Участковый порылся в бумагах.

— Лапина. Оксана Витальевна. Тело обнаружила…

Рюмин поднял руку, призывая его помолчать.

— Лапина… Оксана Витальевна… — медленно повторил он, приближаясь к кровати.

По мере того как он подходил ближе, взору его открывалась пугающая картина: Рюмин увидел раны на теле девушки. Поперек живота тянулись три неглубоких пореза; три таких же пореза, но расположенных продольно, проходили между белых, словно высеченных из мрамора, грудей.

Опыт подсказывал Рюмину, что девушка погибла около суток назад: тело успело остыть и потерять упругость. Из него ушла жизнь — но даже мертвое, оно было очень красивым.
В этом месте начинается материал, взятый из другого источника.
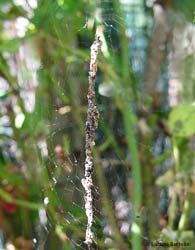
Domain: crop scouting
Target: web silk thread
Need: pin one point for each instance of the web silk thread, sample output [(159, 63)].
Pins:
[(90, 127)]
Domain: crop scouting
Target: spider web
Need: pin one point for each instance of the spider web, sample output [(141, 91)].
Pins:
[(67, 170)]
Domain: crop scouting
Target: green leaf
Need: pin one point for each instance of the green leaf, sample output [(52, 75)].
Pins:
[(186, 7), (181, 120), (10, 45)]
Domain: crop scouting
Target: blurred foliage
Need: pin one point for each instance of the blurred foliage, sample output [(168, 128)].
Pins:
[(144, 156)]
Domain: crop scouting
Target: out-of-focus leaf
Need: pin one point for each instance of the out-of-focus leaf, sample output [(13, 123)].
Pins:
[(181, 120), (166, 180), (10, 45), (11, 178), (186, 7), (4, 94)]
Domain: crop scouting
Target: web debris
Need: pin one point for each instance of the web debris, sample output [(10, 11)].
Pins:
[(91, 125)]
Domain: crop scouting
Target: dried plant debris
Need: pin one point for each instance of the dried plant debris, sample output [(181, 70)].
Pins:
[(91, 125)]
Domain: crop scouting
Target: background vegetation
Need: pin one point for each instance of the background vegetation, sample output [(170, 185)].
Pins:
[(144, 158)]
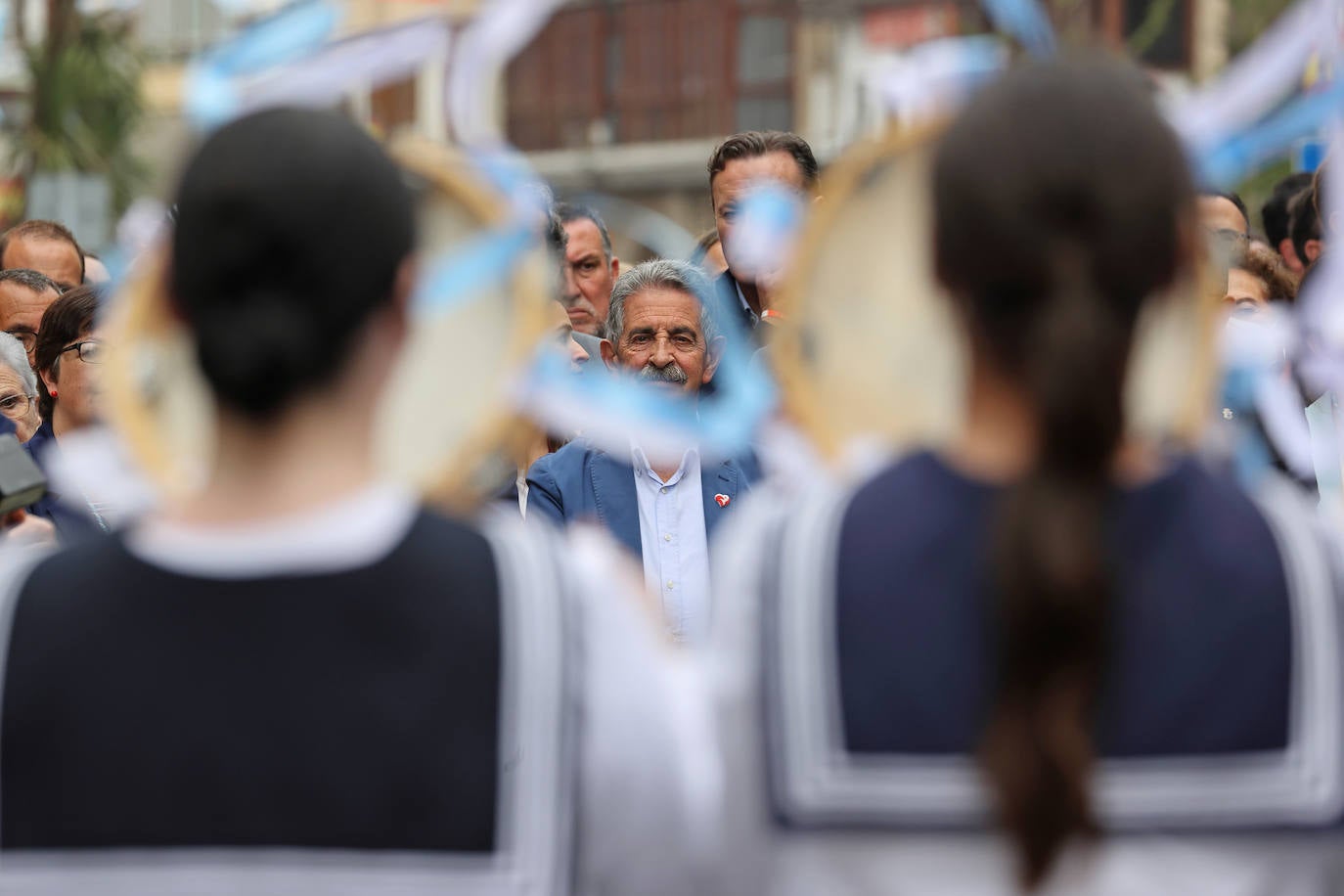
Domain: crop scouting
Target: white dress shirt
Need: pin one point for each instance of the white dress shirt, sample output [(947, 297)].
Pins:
[(676, 551)]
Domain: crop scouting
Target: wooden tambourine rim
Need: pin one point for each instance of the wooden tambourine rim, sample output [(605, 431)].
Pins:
[(141, 310), (800, 399)]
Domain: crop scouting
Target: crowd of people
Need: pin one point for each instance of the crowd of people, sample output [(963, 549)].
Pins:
[(1046, 655)]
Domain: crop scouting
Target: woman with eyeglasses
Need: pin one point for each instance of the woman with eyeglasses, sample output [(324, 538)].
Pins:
[(300, 679), (67, 356)]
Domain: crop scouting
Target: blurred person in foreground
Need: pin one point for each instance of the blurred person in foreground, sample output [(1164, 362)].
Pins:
[(590, 267), (739, 165), (1276, 218), (663, 514), (24, 297), (45, 246), (298, 679), (1095, 651), (68, 353)]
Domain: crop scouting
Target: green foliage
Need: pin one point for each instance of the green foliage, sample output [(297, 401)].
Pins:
[(85, 104), (1249, 18)]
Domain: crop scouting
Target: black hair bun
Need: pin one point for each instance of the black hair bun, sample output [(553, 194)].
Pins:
[(261, 352), (291, 225)]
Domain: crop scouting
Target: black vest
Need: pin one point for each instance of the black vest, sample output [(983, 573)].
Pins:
[(358, 709)]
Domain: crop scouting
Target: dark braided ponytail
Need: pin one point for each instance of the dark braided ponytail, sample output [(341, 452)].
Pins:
[(1059, 202)]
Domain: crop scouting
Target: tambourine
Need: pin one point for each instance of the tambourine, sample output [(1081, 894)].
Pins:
[(872, 353), (446, 425)]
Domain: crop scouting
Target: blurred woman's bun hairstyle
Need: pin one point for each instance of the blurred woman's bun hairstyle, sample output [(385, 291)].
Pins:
[(291, 227)]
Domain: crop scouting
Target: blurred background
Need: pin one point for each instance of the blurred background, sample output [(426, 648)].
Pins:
[(626, 97)]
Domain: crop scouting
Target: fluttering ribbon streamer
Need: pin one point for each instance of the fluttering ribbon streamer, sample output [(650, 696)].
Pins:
[(1260, 76), (214, 92), (1024, 21), (369, 61), (1234, 158), (934, 78)]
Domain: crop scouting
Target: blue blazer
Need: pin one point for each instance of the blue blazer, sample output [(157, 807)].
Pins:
[(582, 482)]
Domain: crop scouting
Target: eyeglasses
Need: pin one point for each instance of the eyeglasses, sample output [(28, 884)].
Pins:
[(25, 336), (90, 349), (17, 406)]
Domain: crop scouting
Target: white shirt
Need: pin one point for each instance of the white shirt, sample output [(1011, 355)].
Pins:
[(676, 551)]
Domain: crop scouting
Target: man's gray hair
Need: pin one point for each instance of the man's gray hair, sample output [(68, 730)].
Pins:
[(14, 356), (663, 273), (32, 280), (574, 211)]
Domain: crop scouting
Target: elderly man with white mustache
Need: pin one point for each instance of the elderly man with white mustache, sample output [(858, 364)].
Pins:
[(658, 332)]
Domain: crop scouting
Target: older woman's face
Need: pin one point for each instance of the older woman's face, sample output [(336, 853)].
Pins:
[(18, 405)]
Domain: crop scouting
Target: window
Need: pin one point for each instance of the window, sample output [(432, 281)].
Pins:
[(652, 70)]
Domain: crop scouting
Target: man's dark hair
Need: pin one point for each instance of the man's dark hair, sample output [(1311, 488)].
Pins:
[(753, 144), (64, 323), (36, 281), (1236, 201), (1304, 223), (575, 211), (281, 258), (1275, 215), (38, 229)]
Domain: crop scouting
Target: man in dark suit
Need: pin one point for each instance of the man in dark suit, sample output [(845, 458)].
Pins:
[(737, 165), (661, 511)]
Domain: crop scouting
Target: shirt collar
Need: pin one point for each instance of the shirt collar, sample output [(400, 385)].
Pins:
[(642, 464)]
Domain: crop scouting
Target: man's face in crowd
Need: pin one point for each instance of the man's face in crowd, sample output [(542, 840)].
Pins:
[(588, 277), (737, 179), (21, 312), (1246, 293), (1218, 212), (663, 341), (56, 258), (13, 394)]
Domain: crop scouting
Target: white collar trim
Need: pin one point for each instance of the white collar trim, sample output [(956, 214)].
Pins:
[(347, 533)]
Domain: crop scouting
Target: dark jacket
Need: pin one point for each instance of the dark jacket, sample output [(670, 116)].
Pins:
[(584, 482)]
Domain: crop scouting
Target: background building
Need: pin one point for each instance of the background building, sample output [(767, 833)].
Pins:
[(631, 97)]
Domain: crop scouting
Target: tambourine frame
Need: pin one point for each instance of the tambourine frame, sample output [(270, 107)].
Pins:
[(143, 312), (843, 179)]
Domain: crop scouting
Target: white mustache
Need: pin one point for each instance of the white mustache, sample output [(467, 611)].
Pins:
[(669, 374)]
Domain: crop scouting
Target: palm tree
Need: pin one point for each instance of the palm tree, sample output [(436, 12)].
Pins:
[(85, 98)]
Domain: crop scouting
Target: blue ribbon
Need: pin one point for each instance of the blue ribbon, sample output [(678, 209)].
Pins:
[(291, 34), (1024, 21), (1240, 155)]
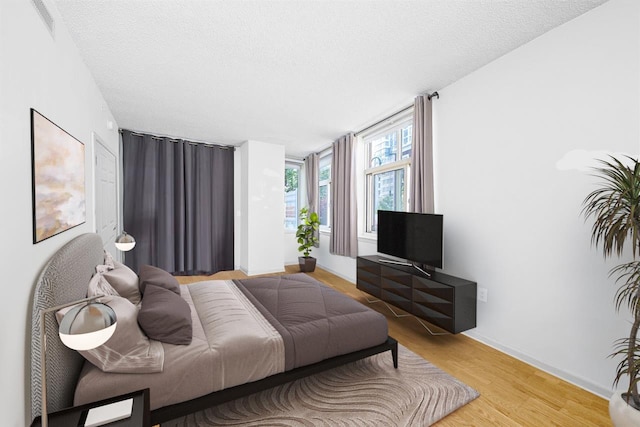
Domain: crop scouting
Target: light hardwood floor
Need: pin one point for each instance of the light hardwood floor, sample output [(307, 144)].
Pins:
[(512, 393)]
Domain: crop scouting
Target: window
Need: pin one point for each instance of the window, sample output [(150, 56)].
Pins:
[(291, 196), (324, 190), (387, 166)]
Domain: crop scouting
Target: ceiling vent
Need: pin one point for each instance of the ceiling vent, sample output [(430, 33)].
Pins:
[(45, 15)]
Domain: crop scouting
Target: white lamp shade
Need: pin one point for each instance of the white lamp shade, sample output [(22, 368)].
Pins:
[(125, 242), (87, 326)]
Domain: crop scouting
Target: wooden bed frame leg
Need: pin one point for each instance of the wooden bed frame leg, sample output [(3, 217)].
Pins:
[(394, 354)]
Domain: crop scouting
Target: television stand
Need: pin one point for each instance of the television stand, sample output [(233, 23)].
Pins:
[(445, 301), (406, 264)]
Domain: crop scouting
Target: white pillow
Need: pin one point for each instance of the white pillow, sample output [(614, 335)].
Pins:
[(124, 281), (128, 350), (100, 286)]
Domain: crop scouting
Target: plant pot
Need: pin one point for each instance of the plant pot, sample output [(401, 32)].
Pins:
[(622, 414), (307, 264)]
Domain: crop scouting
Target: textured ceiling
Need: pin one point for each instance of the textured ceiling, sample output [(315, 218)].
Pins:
[(299, 73)]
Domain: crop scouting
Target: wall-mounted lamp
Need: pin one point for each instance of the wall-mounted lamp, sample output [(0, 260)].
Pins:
[(125, 242), (86, 326)]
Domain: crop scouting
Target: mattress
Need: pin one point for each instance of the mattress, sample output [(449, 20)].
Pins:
[(243, 331)]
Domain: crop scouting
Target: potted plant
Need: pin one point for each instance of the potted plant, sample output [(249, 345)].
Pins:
[(615, 208), (307, 239)]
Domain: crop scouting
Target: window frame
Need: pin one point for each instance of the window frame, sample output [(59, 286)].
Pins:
[(289, 164), (394, 124), (325, 157)]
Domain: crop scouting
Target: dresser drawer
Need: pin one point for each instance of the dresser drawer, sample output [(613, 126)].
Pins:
[(433, 288)]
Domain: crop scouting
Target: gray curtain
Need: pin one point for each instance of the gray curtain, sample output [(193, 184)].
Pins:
[(344, 228), (178, 204), (311, 175), (421, 197)]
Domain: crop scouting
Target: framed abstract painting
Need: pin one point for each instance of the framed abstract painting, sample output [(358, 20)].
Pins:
[(58, 178)]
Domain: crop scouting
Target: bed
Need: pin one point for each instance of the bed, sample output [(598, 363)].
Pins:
[(247, 335)]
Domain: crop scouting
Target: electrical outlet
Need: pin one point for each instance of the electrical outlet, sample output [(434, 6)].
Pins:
[(482, 294)]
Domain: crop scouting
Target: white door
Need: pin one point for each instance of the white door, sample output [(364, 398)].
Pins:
[(106, 196)]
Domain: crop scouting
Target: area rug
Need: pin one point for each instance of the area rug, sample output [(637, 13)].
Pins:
[(368, 392)]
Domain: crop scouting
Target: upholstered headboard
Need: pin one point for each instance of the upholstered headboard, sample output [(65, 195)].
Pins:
[(64, 279)]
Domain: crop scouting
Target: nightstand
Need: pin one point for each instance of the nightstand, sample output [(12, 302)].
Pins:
[(76, 416)]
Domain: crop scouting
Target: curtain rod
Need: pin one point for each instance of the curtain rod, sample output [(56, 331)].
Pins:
[(407, 108), (171, 139)]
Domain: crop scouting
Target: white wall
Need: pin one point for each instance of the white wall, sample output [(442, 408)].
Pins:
[(512, 219), (262, 208), (45, 73)]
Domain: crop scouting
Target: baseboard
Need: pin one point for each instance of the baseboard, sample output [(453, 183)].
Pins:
[(565, 376), (342, 276)]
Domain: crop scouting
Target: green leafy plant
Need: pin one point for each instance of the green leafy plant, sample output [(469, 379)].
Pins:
[(307, 231), (615, 207)]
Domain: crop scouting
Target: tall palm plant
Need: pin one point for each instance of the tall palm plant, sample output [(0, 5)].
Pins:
[(615, 207)]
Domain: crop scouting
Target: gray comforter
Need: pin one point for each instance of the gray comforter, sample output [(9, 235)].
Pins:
[(244, 331), (315, 321)]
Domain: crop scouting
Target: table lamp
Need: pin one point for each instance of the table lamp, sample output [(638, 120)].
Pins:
[(125, 242), (86, 326)]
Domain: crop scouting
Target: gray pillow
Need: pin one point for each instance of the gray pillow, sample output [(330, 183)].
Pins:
[(128, 350), (124, 281), (165, 316), (150, 275)]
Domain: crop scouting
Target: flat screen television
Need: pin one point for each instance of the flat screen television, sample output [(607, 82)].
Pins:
[(416, 237)]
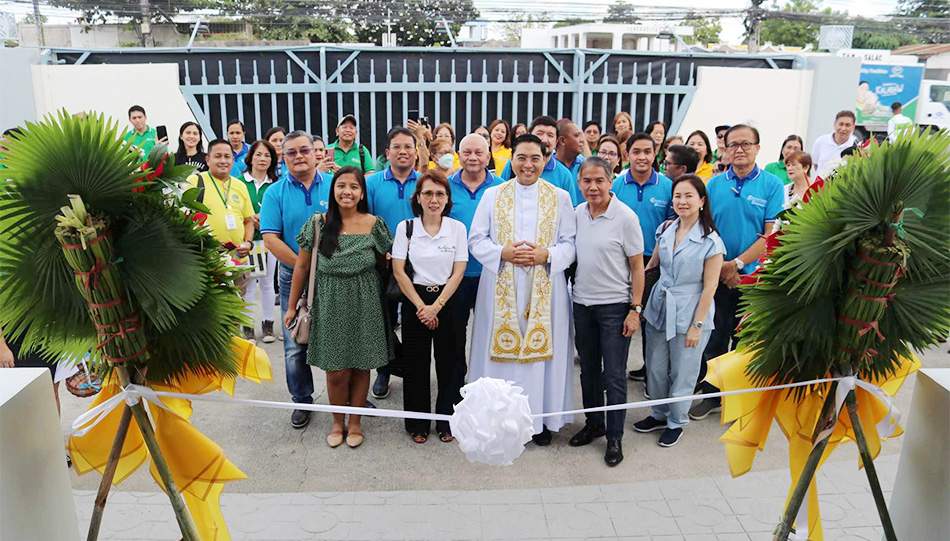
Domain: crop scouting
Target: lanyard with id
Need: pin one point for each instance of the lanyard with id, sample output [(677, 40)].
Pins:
[(229, 221)]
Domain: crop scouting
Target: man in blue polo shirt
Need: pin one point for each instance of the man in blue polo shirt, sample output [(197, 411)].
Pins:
[(569, 152), (649, 194), (287, 205), (545, 129), (468, 187), (389, 194), (744, 202)]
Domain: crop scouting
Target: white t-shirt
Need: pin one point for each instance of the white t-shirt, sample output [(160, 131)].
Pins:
[(826, 150), (603, 245), (432, 258)]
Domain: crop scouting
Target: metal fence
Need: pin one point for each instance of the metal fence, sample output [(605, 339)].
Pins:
[(310, 88)]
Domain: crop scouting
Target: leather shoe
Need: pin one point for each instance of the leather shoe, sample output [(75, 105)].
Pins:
[(544, 438), (614, 454), (587, 434)]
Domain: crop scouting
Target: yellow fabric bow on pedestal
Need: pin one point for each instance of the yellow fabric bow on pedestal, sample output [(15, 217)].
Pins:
[(198, 465), (751, 416)]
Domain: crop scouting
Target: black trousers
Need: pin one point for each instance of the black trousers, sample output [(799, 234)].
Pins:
[(723, 338), (417, 345)]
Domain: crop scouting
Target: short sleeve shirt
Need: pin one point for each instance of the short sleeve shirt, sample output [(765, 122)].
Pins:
[(742, 206), (225, 199), (432, 257), (651, 201), (603, 245)]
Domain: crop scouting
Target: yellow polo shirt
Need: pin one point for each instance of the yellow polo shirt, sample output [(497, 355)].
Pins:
[(224, 199)]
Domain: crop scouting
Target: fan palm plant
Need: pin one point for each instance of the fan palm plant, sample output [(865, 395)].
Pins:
[(99, 252), (860, 278)]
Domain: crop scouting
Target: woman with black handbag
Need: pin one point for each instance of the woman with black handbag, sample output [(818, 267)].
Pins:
[(429, 257), (348, 335)]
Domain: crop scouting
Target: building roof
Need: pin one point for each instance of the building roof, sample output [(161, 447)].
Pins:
[(923, 50)]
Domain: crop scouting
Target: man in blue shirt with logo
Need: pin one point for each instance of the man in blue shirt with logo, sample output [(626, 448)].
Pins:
[(649, 194), (545, 129), (389, 194), (468, 187), (287, 205), (569, 152), (744, 202)]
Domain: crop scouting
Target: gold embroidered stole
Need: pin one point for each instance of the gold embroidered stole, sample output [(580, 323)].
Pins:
[(508, 345)]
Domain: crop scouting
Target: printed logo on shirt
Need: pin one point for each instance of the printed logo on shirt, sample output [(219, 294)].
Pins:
[(757, 201), (658, 202)]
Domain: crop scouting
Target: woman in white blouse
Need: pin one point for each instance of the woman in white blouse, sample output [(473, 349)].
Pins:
[(436, 248)]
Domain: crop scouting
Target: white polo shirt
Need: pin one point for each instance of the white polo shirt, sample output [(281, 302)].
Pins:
[(826, 150), (603, 245), (432, 258)]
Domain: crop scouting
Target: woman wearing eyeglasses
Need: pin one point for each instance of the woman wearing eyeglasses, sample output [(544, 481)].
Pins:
[(436, 248)]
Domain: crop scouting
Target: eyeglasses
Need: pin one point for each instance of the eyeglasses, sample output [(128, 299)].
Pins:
[(304, 151), (745, 145)]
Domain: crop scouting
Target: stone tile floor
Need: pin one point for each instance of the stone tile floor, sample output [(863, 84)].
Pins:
[(700, 509)]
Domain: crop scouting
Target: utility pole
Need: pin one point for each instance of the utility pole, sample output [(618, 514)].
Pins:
[(39, 22), (755, 17), (146, 26)]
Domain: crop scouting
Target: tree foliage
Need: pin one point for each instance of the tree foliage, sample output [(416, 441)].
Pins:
[(705, 30)]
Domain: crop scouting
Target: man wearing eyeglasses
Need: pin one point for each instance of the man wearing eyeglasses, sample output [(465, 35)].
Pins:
[(744, 202), (286, 207)]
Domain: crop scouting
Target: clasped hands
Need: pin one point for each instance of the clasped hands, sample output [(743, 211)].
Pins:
[(524, 254)]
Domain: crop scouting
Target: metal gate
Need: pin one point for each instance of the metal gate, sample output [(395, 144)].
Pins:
[(310, 88)]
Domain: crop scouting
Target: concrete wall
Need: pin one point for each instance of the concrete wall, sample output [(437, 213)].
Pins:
[(834, 89), (16, 91), (81, 88), (774, 101), (36, 499)]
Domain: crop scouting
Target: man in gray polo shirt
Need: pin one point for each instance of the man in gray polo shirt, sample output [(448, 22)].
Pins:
[(608, 288)]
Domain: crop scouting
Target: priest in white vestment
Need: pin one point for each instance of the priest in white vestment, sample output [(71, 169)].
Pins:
[(523, 235)]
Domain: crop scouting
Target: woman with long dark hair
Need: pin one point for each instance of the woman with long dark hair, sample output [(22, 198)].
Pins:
[(679, 312), (190, 148), (348, 335)]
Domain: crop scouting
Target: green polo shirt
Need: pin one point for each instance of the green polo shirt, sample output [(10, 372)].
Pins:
[(352, 157), (144, 141)]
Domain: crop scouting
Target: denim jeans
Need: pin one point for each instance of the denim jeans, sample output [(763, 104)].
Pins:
[(672, 369), (299, 376), (723, 338), (598, 336)]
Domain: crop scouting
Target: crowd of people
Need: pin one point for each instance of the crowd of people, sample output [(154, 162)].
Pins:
[(557, 237)]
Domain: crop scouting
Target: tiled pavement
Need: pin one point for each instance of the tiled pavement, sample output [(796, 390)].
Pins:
[(700, 509)]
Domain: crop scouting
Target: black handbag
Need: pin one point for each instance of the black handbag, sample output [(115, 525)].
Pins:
[(393, 293)]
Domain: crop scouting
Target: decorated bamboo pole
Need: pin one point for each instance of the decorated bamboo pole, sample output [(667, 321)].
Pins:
[(869, 468), (826, 419), (109, 474), (87, 246)]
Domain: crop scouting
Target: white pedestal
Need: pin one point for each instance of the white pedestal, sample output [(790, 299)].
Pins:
[(36, 499), (920, 503)]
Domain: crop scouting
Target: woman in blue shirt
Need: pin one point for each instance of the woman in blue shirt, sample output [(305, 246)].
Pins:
[(679, 313)]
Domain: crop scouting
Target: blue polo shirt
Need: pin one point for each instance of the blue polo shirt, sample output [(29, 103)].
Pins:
[(389, 198), (239, 166), (652, 202), (464, 203), (554, 172), (742, 206), (287, 205)]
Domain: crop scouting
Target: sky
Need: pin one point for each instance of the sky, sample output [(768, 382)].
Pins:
[(732, 27)]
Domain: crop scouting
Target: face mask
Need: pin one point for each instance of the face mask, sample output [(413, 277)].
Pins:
[(446, 161)]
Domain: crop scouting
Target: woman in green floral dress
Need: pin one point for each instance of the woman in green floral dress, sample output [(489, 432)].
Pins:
[(348, 336)]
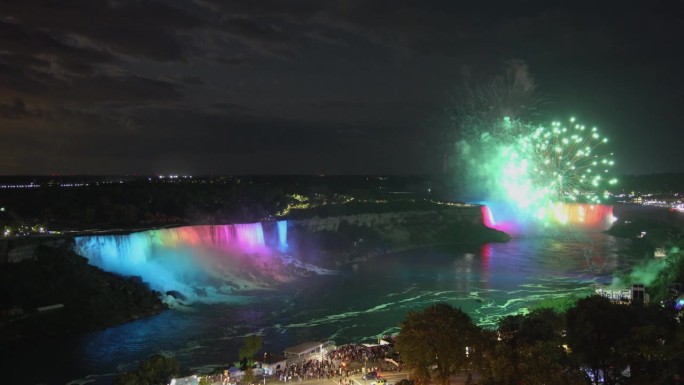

Капитан осмотрел запястья и щиколотки и не нашел ни синяков, ни следов от веревок. Бесспорно, порезы были нанесены еще при жизни; вокруг ран бурой коркой запеклась кровь. Если бы убийца глумился над трупом, раны были бы бескровными.

— Есть перчатки, лейтенант? — спросил Рюмин.

Тот пожал плечами.

— У меня — нет. Может, у кого из ребят…

— Принеси, пожалуйста, — сказал Рюмин. Он вышел на середину спальни и опустился на колени. Длинные ворсинки ковра были примяты множеством ботинок. Разобрать, какие из следов принадлежат убийце, не представлялось никакой возможности.

Рюмин покачал головой и встал.

— А это что? — вслух спросил он.

На стене, над изголовьем, кровью была нарисована большая буква «М». Капитан пригляделся. Линии нигде не прерывались и на всем протяжении были одинаковой ширины. Следовательно, тот, кто это начертил, был спокоен.

— …и чувствовал себя в безопасности, — прошептал Рюмин.

— Что вы сказали? — послышалось над ухом — Рюмин так увлекся, что не заметил, как вернулся участковый.

— Да нет, ничего.

Капитан натянул перчатки, тугие резинки громко щелкнули, охватывая запястья.

— Кем она была? — спросил Рюмин.

— Моделью в одном из агентств, — ответил Свиридов. Он многозначительно поднял палец, показывая в потолок. — Наверняка чья-то пассия…

— Оставим догадки. Ограничимся фактами, — прервал его капитан, не желая развивать эту тему.

Наверное, убитая была чьей-то любовницей. Это было очевидно — иначе Надточия не стали бы вызывать в отдел, а шеф не стал бы разыскивать Рюмина. Но так же очевидно было и другое — кем бы она ни была, девушка не заслуживала такой участи.